Geography: Emea · Europe · Europe
European precision fermentation startups are engineering microorganisms (yeast, bacteria, fungi) to produce specific food proteins, fats, and flavors identical to those from animals — without the animal. Companies across Denmark, the Netherlands, Germany, and Finland are producing casein (milk protein), whey, collagen, egg white, and cocoa butter through fermentation, with several products approaching market readiness. European companies raised €120M in 2024, more than tripling 2023 investment.

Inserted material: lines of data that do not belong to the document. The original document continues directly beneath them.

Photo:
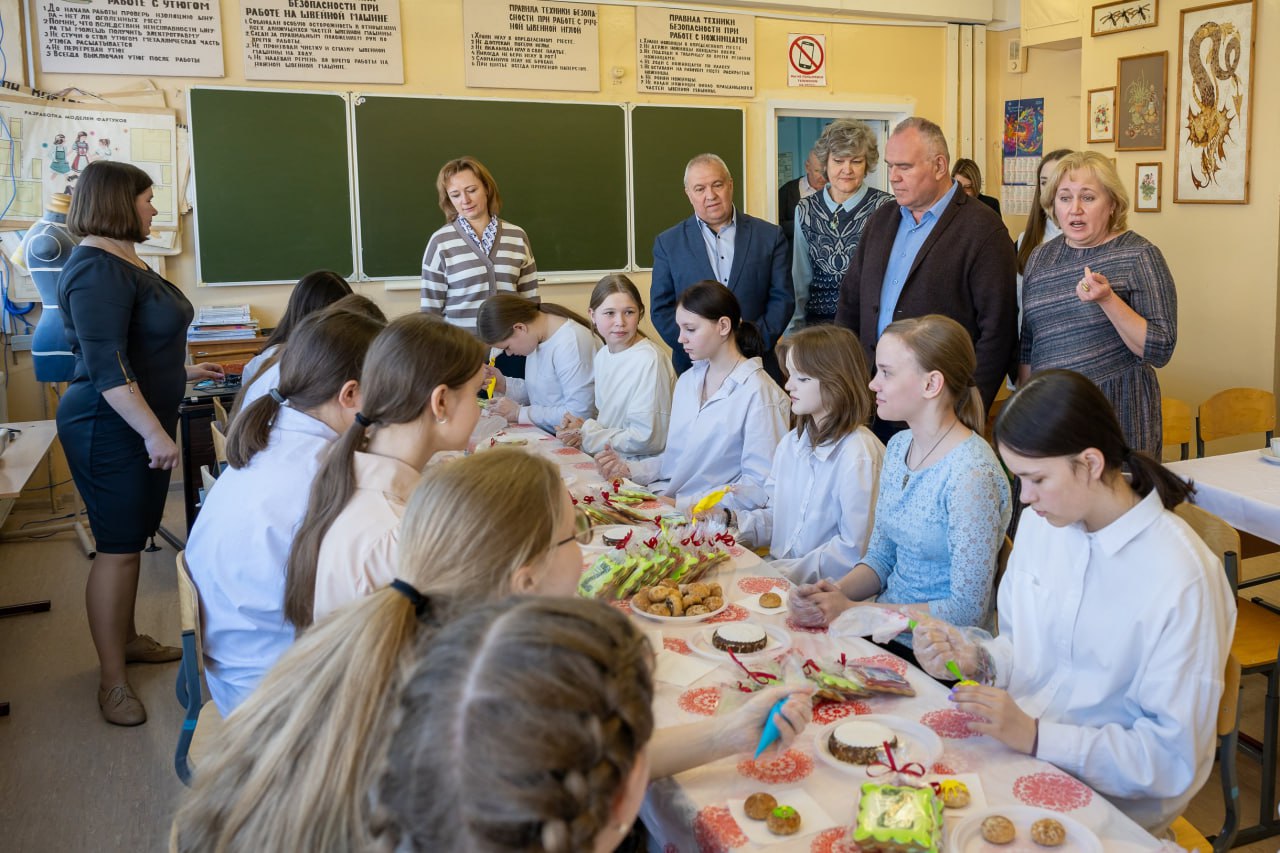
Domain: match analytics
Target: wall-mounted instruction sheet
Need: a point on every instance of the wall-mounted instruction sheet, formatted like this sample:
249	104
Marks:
531	44
44	147
145	37
339	41
695	53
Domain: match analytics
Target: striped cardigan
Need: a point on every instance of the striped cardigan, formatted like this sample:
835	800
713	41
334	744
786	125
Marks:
457	278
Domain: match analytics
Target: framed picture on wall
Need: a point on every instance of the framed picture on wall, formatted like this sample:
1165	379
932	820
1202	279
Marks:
1142	85
1123	17
1215	104
1146	187
1102	114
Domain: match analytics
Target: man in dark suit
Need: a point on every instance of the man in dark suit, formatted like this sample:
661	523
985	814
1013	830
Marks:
720	243
936	251
790	194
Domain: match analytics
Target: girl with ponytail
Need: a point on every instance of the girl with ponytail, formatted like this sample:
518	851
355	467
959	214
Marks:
417	397
942	505
297	762
1115	617
240	544
727	415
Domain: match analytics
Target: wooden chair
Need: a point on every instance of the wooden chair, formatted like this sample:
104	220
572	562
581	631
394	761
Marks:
1235	411
192	693
1179	424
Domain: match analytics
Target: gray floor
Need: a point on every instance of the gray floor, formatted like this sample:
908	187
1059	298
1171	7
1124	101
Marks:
69	781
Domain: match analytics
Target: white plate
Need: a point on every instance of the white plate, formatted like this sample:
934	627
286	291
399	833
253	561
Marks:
967	836
915	742
686	620
700	643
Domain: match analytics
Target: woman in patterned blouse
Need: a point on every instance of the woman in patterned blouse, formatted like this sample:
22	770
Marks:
1100	299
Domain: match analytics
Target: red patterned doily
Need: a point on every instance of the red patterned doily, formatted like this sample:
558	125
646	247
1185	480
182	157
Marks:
702	701
837	839
731	614
1052	790
790	766
758	585
716	830
676	644
832	711
886	661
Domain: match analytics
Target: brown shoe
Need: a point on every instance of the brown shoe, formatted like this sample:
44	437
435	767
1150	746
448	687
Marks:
120	706
146	649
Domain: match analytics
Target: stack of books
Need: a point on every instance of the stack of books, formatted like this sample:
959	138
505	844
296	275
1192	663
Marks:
223	323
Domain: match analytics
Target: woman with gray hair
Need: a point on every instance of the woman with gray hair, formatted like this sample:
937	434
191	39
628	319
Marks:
830	223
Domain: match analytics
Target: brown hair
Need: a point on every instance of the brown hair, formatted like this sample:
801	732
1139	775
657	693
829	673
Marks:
415	355
833	356
941	343
1033	232
325	351
558	692
466	164
297	761
498	315
105	203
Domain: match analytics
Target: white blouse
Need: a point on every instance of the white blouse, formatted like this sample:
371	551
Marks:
632	396
558	378
238	551
727	441
1116	641
821	505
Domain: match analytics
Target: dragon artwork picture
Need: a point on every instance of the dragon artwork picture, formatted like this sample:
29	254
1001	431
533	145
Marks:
1215	94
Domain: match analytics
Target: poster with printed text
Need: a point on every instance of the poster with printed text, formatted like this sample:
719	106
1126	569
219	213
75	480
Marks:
44	147
336	41
145	37
531	44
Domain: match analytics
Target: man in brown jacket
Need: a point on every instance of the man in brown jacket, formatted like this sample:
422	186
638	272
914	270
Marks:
936	251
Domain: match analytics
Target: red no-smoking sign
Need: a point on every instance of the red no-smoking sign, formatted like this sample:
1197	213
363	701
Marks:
807	60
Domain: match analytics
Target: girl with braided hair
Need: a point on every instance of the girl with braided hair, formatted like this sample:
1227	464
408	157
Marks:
297	762
562	690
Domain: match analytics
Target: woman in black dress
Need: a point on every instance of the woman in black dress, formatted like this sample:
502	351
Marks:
128	331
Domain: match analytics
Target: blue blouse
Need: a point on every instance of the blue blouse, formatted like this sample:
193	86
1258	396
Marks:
937	534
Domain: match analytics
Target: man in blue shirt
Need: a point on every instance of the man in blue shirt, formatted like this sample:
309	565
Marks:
936	251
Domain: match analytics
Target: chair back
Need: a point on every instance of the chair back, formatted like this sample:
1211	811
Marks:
1235	411
1178	424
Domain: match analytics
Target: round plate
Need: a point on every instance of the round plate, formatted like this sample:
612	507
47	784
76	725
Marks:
700	643
967	836
686	620
915	742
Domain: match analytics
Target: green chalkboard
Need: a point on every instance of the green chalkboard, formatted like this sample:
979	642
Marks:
273	185
561	168
664	138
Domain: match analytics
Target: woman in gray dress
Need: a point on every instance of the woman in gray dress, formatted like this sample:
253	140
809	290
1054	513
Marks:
1100	299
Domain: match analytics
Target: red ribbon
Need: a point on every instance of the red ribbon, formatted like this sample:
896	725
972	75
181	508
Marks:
890	765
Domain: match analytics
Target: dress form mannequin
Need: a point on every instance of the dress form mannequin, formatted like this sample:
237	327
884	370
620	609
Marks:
44	251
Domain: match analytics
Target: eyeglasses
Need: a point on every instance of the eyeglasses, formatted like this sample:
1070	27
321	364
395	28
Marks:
581	529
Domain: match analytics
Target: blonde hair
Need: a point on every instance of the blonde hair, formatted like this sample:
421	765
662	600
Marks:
296	762
554	693
1100	168
941	343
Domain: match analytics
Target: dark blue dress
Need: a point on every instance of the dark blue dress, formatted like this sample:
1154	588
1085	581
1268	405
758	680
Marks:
124	324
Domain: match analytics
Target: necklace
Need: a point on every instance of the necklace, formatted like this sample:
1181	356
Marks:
905	461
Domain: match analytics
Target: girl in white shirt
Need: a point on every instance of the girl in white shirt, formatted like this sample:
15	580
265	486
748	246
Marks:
727	415
632	381
822	489
1115	617
419	396
240	543
560	349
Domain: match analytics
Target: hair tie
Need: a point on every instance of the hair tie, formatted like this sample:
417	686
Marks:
416	598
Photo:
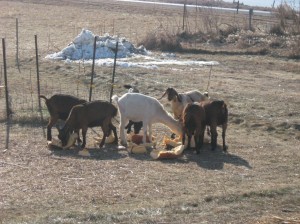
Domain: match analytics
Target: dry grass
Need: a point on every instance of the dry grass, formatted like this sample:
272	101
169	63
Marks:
257	181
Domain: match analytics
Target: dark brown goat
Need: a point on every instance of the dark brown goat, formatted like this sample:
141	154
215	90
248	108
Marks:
90	114
59	107
194	124
216	114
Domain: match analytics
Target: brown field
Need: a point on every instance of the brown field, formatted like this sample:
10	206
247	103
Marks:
257	181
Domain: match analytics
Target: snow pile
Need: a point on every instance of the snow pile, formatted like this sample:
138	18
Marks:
82	47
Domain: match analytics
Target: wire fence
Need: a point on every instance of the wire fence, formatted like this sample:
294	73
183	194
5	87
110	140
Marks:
21	67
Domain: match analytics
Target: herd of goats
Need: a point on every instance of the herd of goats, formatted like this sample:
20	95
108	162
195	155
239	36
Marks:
192	113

The technology uses synthetic biology to insert genes encoding desired proteins into microorganisms, which then produce the target molecule during fermentation — the same industrial process used for decades to make insulin, enzymes, and amino acids. The difference is applying this at food scale. Denmark leads with its national Green Protein Strategy and Action Plan for Plant-based Foods, while the EU's updated EFSA novel food pathway (early 2025) is creating clearer regulatory routes for fermented proteins.

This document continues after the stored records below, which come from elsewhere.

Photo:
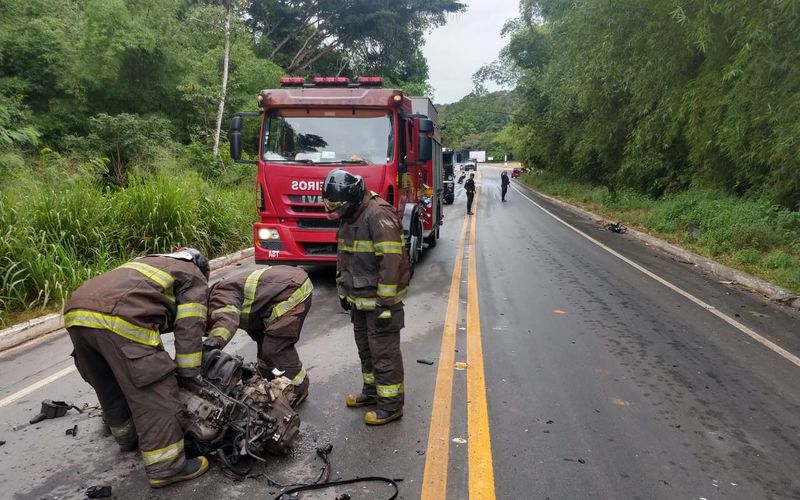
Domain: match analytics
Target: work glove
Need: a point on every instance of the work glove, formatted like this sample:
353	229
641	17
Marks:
383	318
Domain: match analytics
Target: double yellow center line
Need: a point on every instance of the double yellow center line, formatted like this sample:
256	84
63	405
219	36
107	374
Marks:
479	449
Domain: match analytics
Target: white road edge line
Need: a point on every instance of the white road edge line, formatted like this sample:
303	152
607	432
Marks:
37	385
742	328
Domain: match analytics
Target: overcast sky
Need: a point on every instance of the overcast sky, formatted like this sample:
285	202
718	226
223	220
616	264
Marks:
468	41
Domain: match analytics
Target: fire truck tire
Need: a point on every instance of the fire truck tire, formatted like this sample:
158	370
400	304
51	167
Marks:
431	239
412	231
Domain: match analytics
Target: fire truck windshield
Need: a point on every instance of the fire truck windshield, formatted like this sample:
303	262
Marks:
312	136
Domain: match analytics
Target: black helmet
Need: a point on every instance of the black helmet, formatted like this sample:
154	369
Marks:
198	258
342	191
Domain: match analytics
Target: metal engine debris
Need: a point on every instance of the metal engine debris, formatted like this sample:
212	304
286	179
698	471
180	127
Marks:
236	414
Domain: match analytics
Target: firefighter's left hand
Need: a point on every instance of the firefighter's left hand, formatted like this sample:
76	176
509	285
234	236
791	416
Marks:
383	317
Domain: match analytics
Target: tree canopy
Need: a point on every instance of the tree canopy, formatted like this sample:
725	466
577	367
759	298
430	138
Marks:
659	96
63	62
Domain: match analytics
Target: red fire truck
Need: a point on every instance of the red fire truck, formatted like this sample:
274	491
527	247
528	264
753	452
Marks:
309	128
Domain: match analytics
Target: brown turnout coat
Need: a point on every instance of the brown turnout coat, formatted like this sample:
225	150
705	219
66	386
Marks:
372	265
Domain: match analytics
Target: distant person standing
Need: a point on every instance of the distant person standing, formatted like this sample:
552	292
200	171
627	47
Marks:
504	182
469	187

Food Fermentation Europe, a new trade association launched in January 2025, signals the sector's maturation from lab curiosity to industrial reality. The strategic implications are profound for Europe's agricultural economy: precision fermentation could produce dairy proteins at a fraction of the land, water, and emissions footprint of dairy farming — potentially restructuring European agriculture's largest sector. The EU's regulatory approach will determine whether European companies lead this transition or whether products are imported from the US and Israel, where regulatory approval is faster.